POJ 1837 Balance(01背包)

Description

Gigel has a strange "balance" and he wants to poise it. Actually, the device is different from any other ordinary balance.
It orders two arms of negligible weight and each arm's length is 15. Some hooks are attached to these arms and Gigel wants to hang up some weights from his collection of G weights (1 <= G <= 20) knowing that these weights have distinct values in the range 1..25. Gigel may droop any weight of any hook but he is forced to use all the weights.
Finally, Gigel managed to balance the device using the experience he gained at the National Olympiad in Informatics. Now he would like to know in how many ways the device can be balanced.
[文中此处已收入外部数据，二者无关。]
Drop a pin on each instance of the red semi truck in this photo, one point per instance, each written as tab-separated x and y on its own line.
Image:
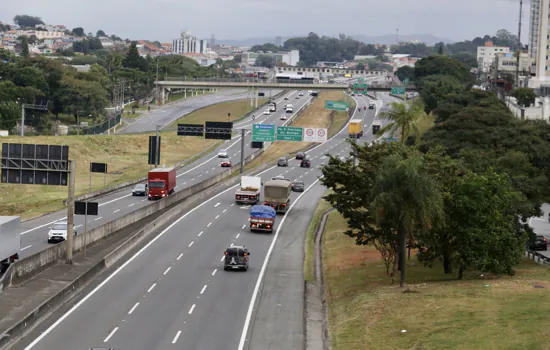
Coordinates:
161	182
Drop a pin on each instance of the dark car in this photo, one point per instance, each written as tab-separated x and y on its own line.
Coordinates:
140	190
538	243
236	258
298	186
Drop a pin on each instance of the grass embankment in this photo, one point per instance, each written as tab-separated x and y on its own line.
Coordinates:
125	155
367	312
315	116
218	112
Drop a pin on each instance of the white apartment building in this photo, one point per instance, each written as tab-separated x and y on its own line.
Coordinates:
188	43
486	55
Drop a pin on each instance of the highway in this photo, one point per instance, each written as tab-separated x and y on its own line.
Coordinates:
35	232
166	115
174	293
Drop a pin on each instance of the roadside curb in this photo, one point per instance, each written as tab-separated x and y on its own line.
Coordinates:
315	301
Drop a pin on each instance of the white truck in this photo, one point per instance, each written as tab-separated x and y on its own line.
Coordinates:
249	192
10	241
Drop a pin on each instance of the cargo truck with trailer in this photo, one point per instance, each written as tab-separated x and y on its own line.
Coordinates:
277	195
262	218
10	241
161	182
355	128
249	192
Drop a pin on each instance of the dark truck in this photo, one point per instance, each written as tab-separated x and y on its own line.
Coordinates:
277	195
161	182
262	218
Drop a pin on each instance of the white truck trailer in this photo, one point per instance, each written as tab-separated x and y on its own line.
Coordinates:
249	192
10	240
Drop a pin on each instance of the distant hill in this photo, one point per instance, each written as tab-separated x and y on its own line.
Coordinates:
389	39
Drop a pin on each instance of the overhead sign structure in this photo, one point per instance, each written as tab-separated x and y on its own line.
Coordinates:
263	133
398	90
315	135
336	105
289	133
360	89
35	164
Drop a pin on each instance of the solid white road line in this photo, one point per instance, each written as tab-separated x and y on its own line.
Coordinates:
129	261
176	337
110	334
133	309
264	266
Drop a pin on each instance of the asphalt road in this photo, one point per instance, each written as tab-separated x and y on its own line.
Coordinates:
34	233
174	293
165	116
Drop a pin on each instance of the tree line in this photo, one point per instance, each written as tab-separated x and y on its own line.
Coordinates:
460	192
83	93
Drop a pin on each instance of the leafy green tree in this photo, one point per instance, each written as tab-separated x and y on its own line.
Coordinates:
442	65
133	59
27	21
434	89
79	31
525	96
406	197
403	121
264	61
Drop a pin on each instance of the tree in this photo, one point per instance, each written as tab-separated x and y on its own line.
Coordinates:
133	59
403	120
79	31
442	65
24	47
525	96
404	73
264	61
407	198
434	89
27	21
467	58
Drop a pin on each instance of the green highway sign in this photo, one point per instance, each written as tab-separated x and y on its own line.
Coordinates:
289	133
398	90
336	105
360	89
263	133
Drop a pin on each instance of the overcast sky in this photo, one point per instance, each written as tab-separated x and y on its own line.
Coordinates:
238	19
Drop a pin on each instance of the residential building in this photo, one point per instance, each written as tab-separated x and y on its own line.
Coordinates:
188	43
486	55
290	58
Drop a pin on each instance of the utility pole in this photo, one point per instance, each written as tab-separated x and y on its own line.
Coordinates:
242	151
519	42
157	152
70	212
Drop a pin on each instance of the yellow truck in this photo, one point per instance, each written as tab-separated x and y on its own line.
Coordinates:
355	128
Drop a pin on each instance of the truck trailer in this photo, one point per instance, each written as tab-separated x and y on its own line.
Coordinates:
277	195
249	192
262	218
10	241
355	128
161	182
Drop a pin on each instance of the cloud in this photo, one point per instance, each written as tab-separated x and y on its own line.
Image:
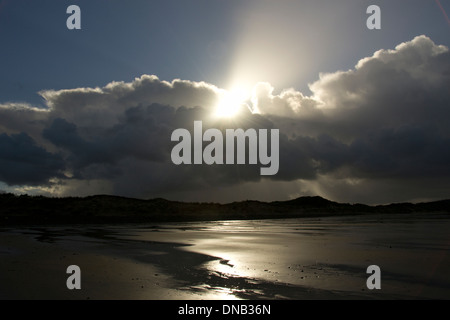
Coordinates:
23	162
383	122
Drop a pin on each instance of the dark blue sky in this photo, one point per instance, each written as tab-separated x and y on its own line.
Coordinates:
362	114
197	40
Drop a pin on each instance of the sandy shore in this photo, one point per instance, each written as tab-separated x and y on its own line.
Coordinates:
254	259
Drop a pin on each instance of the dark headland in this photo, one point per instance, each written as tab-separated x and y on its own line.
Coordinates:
31	210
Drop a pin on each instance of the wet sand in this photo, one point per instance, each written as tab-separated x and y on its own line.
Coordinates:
322	258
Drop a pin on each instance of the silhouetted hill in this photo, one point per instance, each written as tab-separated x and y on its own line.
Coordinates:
31	210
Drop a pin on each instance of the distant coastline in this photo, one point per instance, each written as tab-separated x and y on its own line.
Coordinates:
105	209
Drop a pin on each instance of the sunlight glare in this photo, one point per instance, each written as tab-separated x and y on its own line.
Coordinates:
231	103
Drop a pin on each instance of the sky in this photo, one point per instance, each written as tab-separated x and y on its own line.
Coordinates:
362	114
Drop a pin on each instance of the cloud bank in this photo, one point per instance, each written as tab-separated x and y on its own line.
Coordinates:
376	133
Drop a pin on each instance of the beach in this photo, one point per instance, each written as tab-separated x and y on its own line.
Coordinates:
301	258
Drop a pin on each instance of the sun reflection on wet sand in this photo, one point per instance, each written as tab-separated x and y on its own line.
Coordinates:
261	259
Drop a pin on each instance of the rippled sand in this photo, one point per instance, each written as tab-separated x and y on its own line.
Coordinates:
322	258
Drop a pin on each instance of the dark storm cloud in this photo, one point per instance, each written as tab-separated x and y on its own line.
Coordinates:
384	120
23	162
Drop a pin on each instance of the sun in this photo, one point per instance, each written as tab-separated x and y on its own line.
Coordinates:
231	103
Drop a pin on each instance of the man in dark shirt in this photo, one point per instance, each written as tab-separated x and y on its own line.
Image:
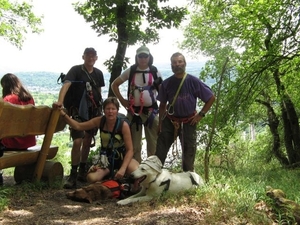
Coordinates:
81	96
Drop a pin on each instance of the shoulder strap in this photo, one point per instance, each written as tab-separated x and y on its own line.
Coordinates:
131	73
153	70
102	122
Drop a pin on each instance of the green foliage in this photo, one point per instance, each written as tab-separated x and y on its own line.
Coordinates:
105	17
260	40
16	19
128	23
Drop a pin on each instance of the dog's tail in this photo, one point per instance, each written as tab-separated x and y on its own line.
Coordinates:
196	179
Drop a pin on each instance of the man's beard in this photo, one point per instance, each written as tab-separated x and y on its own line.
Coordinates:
178	69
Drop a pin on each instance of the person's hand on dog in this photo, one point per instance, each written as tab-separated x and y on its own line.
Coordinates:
120	173
93	169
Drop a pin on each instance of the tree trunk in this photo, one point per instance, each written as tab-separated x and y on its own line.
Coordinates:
290	122
273	123
118	60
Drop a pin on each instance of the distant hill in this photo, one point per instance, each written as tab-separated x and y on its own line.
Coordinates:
46	82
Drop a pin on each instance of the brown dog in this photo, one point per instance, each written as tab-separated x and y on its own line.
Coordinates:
97	191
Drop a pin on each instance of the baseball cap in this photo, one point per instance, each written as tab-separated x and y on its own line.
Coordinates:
143	49
90	50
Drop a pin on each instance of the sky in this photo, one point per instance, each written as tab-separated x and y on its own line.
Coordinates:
66	35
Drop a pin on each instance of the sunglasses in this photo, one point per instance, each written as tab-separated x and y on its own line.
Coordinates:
145	56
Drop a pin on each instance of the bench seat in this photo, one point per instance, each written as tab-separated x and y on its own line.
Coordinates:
13	158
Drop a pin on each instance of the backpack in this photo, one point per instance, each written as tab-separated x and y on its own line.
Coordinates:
61	78
153	70
118	127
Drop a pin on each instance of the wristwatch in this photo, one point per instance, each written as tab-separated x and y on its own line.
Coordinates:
201	113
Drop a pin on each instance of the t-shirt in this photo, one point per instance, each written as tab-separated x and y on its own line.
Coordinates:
140	82
20	142
77	75
186	101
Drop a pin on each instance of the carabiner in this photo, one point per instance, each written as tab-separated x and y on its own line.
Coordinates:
170	110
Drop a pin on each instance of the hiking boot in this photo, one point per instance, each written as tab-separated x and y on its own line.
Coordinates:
82	175
71	182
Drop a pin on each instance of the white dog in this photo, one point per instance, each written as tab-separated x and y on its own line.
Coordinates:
154	181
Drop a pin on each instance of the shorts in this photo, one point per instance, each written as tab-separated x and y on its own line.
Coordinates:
118	157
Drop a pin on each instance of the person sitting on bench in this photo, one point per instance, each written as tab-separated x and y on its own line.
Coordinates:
14	92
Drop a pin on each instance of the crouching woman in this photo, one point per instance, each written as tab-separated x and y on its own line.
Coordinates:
116	143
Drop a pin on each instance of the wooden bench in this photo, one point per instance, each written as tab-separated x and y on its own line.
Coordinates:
20	121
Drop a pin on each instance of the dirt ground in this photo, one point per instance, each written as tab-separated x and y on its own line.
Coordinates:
52	207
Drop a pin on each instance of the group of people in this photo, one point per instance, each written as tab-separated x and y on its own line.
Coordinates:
175	115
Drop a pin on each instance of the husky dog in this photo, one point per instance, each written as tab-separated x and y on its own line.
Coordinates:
154	181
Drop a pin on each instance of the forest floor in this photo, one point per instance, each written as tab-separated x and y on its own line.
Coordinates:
51	207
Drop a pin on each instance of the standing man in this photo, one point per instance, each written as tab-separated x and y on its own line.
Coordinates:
81	96
143	84
177	112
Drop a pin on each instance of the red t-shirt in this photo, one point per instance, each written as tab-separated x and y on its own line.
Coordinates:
22	142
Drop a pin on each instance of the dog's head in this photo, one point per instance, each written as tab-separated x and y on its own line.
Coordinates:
147	170
154	162
90	193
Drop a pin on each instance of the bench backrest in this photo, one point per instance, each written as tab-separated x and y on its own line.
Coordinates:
17	120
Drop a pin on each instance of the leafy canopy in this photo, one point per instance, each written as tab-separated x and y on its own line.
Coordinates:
16	19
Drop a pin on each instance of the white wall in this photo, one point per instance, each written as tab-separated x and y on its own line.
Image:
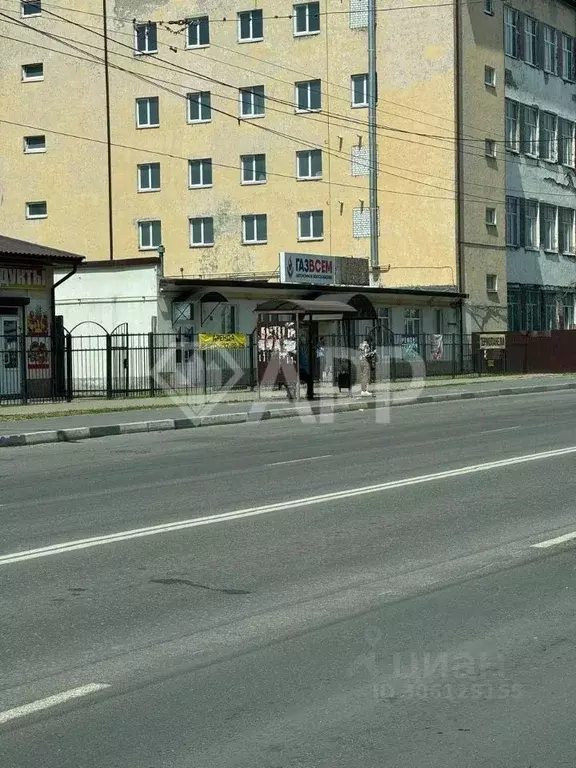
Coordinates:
109	297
Knowing the repartition of the hooks and the set of the weights write a program that calculates the number of possibilities to balance the device.
It is guaranteed that will exist at least one solution for each test case at the evaluation.

Input

The input has the following structure:
• the first line contains the number C (2 <= C <= 20) and the number G (2 <= G <= 20);
• the next line contains C integer numbers (these numbers are also distinct and sorted in ascending order) in the range -15..15 representing the repartition of the hooks; each number represents the position relative to the center of the balance on the X axis (when no weights are attached the device is balanced and lined up to the X axis; the absolute value of the distances represents the distance between the hook and the balance center and the sign of the numbers determines the arm of the balance to which the hook is attached: '-' for the left arm and '+' for the right arm);
• on the next line there are G natural, distinct and sorted in ascending order numbers in the range 1..25 representing the weights' values.

Output

The output contains the number M representing the number of possibilities to poise the balance.

Sample Input

2 4	
-2 3 
3 4 5 8

Sample Output

2

题目大意：若干个钩子，和若干个砝码，问为了使天平平衡有多少种挂法。

仔细分析一下会发现是一个01背包问题，当前是否要把砝码放到钩子上的问题。若使天平平衡需要两边的力距相等(力臂=重量 *臂长 = w[i]*c[k])，另dp[i][j]，表示在挂上前i个物品，达到j状态的方法数。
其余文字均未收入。